Des restes d'animaux ont été retrouvés dans des canons à eau utilisés le 1er-Mai contre des manifestants

La Direction générale de la police nationale a confirmé à franceinfo qu'un mélange de sang séché, d'os broyés et de poudre de sabots de bovins a bien été détecté dans certains canons à eau utilisés pour repousser des participants aux manifestations du 1er-mai dernier. 

Un canon à eau utilisé lors des manifestations du 1er-Mai.
Un canon à eau utilisé lors des manifestations du 1er-Mai. (THOMAS SAMSON / AFP)

La police a bien fait usage d'un mélange d'eau et de restes d'animaux dans les canons employés pour repousser certains manifestants le 1er-Mai 2018, a confirmé dimanche 30 septembre la DGPN (Direction générale de la police nationale), après une information révélée par le Parisien.

Ce produit à l'odeur pestilentielle est un "émulsif de type protéinique" selon l'expression employée par la police. L'utilisation de cet additif n'est pas illégale, mais il sert généralement aux pompiers, pour éteindre plus rapidement un incendie et aux CRS, pour venir à bout d'un feu de poubelles ou de barricades quand une manifestation dégénère.

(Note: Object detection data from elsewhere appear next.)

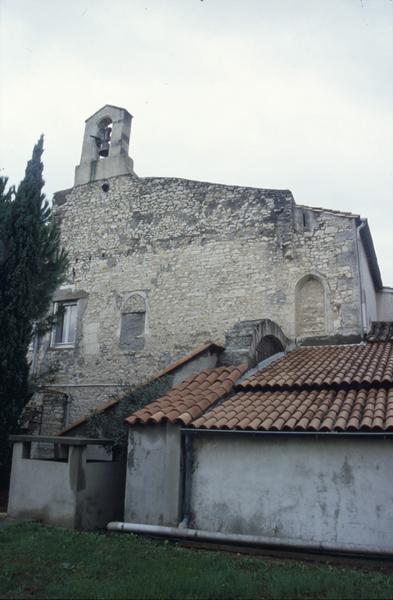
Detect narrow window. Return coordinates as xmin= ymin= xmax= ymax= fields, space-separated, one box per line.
xmin=295 ymin=275 xmax=326 ymax=337
xmin=52 ymin=301 xmax=78 ymax=346
xmin=119 ymin=294 xmax=146 ymax=352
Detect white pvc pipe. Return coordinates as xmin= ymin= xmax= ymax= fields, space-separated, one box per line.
xmin=106 ymin=521 xmax=391 ymax=555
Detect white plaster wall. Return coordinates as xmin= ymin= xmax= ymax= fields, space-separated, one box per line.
xmin=8 ymin=444 xmax=77 ymax=528
xmin=124 ymin=424 xmax=181 ymax=526
xmin=191 ymin=435 xmax=393 ymax=552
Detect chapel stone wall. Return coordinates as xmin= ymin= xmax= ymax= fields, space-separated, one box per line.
xmin=34 ymin=175 xmax=361 ymax=421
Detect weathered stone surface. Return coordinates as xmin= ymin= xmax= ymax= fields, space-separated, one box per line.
xmin=32 ymin=175 xmax=361 ymax=421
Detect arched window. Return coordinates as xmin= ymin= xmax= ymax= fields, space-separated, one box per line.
xmin=93 ymin=117 xmax=112 ymax=158
xmin=295 ymin=275 xmax=326 ymax=337
xmin=120 ymin=294 xmax=146 ymax=352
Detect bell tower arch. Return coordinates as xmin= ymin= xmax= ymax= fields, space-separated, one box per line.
xmin=75 ymin=104 xmax=134 ymax=185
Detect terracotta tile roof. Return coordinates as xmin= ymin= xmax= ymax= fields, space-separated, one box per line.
xmin=296 ymin=204 xmax=360 ymax=219
xmin=59 ymin=341 xmax=224 ymax=435
xmin=367 ymin=321 xmax=393 ymax=342
xmin=191 ymin=388 xmax=393 ymax=432
xmin=126 ymin=365 xmax=247 ymax=425
xmin=239 ymin=342 xmax=393 ymax=390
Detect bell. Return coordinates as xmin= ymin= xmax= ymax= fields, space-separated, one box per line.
xmin=98 ymin=141 xmax=109 ymax=156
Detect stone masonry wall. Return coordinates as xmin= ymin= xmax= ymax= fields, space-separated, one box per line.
xmin=33 ymin=176 xmax=360 ymax=422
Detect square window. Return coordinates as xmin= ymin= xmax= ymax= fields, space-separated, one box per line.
xmin=52 ymin=301 xmax=78 ymax=346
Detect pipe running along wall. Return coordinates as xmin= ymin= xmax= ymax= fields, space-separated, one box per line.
xmin=107 ymin=521 xmax=392 ymax=557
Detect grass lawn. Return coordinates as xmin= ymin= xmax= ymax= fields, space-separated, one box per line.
xmin=0 ymin=523 xmax=393 ymax=599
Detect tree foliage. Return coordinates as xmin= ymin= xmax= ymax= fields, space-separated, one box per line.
xmin=0 ymin=136 xmax=67 ymax=476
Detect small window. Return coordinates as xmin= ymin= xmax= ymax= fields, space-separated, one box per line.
xmin=52 ymin=301 xmax=78 ymax=346
xmin=119 ymin=294 xmax=146 ymax=352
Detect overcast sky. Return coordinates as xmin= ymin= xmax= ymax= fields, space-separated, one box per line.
xmin=0 ymin=0 xmax=393 ymax=286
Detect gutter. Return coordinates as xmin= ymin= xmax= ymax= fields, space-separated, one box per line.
xmin=181 ymin=427 xmax=393 ymax=440
xmin=106 ymin=521 xmax=392 ymax=557
xmin=355 ymin=219 xmax=367 ymax=335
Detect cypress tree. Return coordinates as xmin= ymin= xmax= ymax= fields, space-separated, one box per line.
xmin=0 ymin=136 xmax=67 ymax=480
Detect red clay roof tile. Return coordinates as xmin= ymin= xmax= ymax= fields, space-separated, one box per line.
xmin=191 ymin=388 xmax=393 ymax=431
xmin=239 ymin=342 xmax=393 ymax=390
xmin=126 ymin=365 xmax=247 ymax=425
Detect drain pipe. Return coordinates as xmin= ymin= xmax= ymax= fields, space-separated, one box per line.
xmin=106 ymin=521 xmax=392 ymax=556
xmin=355 ymin=219 xmax=367 ymax=337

Le 1er-Mai, plusieurs magasins et un restaurant McDonald's ont pris feu, rappelle Grégory Joron, du syndicat unité SGP police : "Le camion à eau a été engagé pour éteindre un feu de barricades apparemment assez important, donc je pense que pour être plus efficace, on a utilisé et on a mélangé ce produit à l'eau." 

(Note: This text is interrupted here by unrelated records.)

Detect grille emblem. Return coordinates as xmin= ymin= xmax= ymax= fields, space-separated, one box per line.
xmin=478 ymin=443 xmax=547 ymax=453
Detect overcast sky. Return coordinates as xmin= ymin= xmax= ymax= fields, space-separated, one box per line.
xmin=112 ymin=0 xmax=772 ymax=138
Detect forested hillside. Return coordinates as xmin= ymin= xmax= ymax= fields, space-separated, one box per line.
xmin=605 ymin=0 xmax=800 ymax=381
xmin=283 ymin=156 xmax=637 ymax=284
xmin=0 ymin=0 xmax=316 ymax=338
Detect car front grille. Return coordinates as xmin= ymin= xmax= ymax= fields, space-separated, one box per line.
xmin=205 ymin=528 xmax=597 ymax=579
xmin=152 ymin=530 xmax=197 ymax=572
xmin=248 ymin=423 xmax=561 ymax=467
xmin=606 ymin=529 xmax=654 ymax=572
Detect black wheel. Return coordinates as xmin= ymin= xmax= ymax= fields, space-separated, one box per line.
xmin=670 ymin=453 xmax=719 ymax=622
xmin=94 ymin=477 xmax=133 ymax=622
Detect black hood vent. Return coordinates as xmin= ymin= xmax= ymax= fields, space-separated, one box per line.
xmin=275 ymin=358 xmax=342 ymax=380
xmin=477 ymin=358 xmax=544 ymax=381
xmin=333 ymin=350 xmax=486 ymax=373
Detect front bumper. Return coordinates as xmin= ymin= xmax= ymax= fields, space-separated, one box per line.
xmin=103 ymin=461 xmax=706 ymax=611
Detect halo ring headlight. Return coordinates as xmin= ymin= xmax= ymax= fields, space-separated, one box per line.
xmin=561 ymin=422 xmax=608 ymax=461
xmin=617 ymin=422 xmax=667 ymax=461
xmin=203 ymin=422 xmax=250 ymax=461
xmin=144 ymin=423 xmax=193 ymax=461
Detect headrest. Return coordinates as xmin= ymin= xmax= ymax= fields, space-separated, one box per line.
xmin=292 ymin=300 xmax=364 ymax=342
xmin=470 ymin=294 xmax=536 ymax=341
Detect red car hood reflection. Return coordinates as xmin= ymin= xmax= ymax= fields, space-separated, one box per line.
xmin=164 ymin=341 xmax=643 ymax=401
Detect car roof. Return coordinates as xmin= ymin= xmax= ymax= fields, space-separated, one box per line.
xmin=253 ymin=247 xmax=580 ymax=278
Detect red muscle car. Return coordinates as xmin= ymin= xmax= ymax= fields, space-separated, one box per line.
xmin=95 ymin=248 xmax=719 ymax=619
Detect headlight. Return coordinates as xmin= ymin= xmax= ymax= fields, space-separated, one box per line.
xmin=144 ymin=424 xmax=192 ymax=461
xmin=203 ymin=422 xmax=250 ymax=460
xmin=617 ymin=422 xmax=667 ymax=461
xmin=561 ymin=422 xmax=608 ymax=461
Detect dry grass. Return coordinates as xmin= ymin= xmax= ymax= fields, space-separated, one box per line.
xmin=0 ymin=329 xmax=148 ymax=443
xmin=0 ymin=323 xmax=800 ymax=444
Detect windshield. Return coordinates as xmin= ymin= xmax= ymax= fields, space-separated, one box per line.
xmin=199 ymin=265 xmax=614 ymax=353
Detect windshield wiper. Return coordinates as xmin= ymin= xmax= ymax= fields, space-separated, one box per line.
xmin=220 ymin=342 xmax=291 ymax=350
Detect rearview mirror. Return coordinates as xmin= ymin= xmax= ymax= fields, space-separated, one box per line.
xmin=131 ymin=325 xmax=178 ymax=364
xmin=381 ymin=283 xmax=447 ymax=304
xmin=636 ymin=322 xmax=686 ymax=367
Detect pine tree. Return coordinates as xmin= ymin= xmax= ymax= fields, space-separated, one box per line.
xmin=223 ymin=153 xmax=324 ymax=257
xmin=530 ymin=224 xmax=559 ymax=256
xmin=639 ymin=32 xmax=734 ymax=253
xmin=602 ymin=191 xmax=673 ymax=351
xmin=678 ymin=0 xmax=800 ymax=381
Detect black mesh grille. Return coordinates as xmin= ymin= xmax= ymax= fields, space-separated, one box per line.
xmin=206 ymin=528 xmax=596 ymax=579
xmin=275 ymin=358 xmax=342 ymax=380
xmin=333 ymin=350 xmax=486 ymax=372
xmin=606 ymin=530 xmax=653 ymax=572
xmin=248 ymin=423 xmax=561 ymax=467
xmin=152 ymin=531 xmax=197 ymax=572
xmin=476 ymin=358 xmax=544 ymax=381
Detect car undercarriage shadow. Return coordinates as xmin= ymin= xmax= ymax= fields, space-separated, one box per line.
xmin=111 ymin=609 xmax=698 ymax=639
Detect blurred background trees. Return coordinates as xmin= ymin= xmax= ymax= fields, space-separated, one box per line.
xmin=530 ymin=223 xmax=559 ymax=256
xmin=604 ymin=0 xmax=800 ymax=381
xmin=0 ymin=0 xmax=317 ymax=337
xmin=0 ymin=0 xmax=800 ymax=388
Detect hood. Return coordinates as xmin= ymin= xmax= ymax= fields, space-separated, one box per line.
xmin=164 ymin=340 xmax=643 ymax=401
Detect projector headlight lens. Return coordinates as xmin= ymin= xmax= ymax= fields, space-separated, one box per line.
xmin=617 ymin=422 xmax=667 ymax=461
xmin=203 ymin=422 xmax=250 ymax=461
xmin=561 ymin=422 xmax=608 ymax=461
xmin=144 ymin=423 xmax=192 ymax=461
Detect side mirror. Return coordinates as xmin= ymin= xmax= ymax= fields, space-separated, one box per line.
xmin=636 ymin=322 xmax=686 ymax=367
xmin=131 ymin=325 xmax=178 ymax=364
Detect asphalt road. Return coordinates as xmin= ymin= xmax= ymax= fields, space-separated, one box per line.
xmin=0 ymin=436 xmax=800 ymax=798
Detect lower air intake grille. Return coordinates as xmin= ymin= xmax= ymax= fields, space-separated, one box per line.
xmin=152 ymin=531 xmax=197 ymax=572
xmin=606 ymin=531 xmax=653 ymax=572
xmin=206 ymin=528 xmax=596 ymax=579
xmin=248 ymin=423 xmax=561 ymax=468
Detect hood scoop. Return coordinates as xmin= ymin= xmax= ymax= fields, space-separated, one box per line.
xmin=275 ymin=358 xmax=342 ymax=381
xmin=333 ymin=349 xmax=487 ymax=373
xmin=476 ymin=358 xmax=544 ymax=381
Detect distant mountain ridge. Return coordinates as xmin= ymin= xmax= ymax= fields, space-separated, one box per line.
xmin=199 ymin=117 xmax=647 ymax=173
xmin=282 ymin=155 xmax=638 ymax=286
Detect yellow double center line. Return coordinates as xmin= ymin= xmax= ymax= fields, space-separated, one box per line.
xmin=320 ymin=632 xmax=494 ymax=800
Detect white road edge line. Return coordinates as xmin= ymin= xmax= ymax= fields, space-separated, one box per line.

Peut-être des "résidus de produit" 

C'est ensuite que le camion a été réengagé. "C'est là que le problème semble s'être posé : il y a peut-être des résidus de ce produit qui ont été coincés dans les durites et dans le canon qui lance l'eau. Mais en aucun cas, ce n'est le produit mélangé ! Ce qui est lancé sur les manifestants ne reste toujours que de l'eau et essentiellement de l'eau", assure Grégory Joron.

Le produit aurait donc été aspergé sur des manifestants par erreur. Il n'est pas dangereux pour la santé, affirme encore le syndicat unité SGP police.